Sit on their shoulders … Sit on their hips… Sit on the side of their chest – “DOG PILE” on them if you have to! Just keep them on their SIDE. As long as they remain on their side, they will be safe, and YOU will be safe. As long as they have the front of their belly free to breathe with,
they will NOT die of “restraint asphyxia.”

Tie their ankles together and even apply a hobble restraint if their degree of combativeness requires one. Do whatever you have to do to keep everyone safe,
But, keep them on their SIDE while you’re doing it!!!

This “keep them on their side” rule
will not necessarily prevent INJURY to the restrained individual!

BUT, it will prevent them from DYING due to restraint asphyxia!

By now, you should be getting the idea that you are “SAFE” only as long as you don’t Kill Them! And, if you keep them on their SIDE, you won’t “kill them.” If you keep them on their side, they will not die from restraint asphyxia. If they don’t die from restraint asphyxia, you won’t be litigated by the family and friends of this person who was threatening the lives of citizens and yourself.

Alternative Restraint Methods For FIRE and EMS PERSONNEL:

Because we also apply restraints, we are subject to the same restraint-asphyxia-death (and litigation) threat as Police Officers. Happily, Fire and EMS personnel have the luxury of things such as long back boards or wheeled stretchers to use when restraining a violently combative patient. With these devices, the individual can be restrained in a SUPINE manner – without any chest or abdominal restriction.

However, Fire and EMS personnel require an even greater degree of restraint – “immobilization” than do Police Officers. All that Police Officers require is enough immobilization to prevent the threat of harm to the individual or others. Medical personnel (Fire and EMS) require a total-body-immobilization restraint.

In order for medical personnel to accomplish a thorough examination, and to ensure the unimpeded performance of all necessary medical care procedures, the patient cannot be able to move at all! We must be able to safely and completely access their entire body. Someone restrained on their belly cannot – at all – be thoroughly examined or treated. Someone restrained on their side is NOT easily, completely, or safely examined, or adequately cared for. Thus, Fire and EMS personnel must restrain the patient SUPINE – on their back – and in a manner that completely prevents them from moving.

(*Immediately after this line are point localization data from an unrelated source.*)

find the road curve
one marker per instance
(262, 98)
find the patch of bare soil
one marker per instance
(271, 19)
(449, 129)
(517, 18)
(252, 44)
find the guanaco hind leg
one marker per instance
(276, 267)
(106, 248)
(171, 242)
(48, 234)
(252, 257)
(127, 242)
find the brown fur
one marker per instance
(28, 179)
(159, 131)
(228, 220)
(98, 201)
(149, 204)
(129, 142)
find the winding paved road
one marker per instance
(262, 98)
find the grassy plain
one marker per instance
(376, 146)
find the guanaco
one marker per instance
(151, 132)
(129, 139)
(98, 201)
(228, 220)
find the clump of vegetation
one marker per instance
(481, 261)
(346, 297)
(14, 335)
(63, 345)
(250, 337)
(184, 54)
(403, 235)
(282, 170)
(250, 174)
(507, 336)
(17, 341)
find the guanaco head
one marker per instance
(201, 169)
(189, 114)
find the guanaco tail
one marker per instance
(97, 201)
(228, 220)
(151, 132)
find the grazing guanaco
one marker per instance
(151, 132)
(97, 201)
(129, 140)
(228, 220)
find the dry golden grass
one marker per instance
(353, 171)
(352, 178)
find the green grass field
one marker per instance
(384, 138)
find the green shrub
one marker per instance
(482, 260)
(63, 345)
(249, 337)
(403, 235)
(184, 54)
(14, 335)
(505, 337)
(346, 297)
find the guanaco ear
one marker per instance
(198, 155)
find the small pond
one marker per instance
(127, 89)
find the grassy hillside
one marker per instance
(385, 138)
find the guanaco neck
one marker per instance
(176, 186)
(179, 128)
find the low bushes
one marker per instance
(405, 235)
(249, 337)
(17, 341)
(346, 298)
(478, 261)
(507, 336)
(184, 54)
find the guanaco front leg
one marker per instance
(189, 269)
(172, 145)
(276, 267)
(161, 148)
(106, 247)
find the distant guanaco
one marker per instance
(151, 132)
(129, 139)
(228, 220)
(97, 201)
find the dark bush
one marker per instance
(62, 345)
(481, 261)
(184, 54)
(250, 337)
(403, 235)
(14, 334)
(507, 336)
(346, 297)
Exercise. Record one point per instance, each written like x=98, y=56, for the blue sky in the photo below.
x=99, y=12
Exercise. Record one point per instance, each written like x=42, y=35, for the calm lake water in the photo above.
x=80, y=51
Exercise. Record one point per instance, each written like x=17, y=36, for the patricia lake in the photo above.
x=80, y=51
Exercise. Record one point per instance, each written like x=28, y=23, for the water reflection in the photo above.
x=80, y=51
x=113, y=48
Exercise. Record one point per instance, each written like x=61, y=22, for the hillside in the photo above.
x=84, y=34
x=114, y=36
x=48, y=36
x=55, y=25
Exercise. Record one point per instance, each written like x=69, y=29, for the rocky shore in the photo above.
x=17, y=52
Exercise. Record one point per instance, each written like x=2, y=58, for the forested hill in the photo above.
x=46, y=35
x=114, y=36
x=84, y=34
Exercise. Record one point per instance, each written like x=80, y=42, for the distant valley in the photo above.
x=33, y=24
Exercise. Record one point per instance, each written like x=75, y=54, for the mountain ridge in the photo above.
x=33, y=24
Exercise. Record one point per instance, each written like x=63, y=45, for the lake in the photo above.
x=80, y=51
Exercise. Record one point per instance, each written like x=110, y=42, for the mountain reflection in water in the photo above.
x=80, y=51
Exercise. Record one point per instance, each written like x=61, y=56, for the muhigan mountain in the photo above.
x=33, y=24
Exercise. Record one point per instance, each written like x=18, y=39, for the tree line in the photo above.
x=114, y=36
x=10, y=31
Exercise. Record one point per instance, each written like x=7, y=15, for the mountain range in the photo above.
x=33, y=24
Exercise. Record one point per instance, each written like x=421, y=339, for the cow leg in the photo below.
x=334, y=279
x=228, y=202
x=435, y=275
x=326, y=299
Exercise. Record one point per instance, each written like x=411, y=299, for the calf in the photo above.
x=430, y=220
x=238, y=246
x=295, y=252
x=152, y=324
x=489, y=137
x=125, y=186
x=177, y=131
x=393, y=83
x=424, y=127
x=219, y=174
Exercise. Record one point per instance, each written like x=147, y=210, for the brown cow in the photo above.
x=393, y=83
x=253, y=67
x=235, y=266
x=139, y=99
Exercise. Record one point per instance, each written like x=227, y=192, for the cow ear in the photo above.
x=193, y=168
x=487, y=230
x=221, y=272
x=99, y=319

Successful and safe restraint of patients in a supine position requires an understanding of restraint kinetics and the use of very specific restraint techniques. Such techniques are thankfully quite simple and easy to accomplish! Unfortunately, very few emergency medical care providers (or police officers) receive TRAINING (EDUCATION) in such techniques. In spite of this common education and training deficit, methods and techniques for safe and effective prone restraint DO exist.

[To read about the safest and most effective methods of restraint, see Parts 1, 2, & 3 of “All Tied Up & No Place To Go!” on my RESTRAINT ASPHYXIA NEWZ Directory.]

IN SUMMARY:

The only way we can avoid causing Restraint Asphyxia death is to
Educate all personnel about the causes of Restraint Asphyxia,
AND, alter the manner in which we restrain people!

REFERENCES:
[These ALL can be found in my Restraint Asphyxia Library]

  1. Reay DT, Fligner CL, Stilwell AD, Arnold J: Positional asphyxia during law enforcement transport. Am J Forensic Med Pathol, 1992;13(2):90-97.

  2. O'Halloran RL, Lewman LV: Restraint asphyxiation in excited delirium. Am J Forensic Med Pathol, 1993;14(4):289-295.

  3. Stratton SJ, Rogers C, Green K: Sudden death in individuals in hobble restraints during paramedic transport. Ann Emerg Med, May 1995;25:710-712.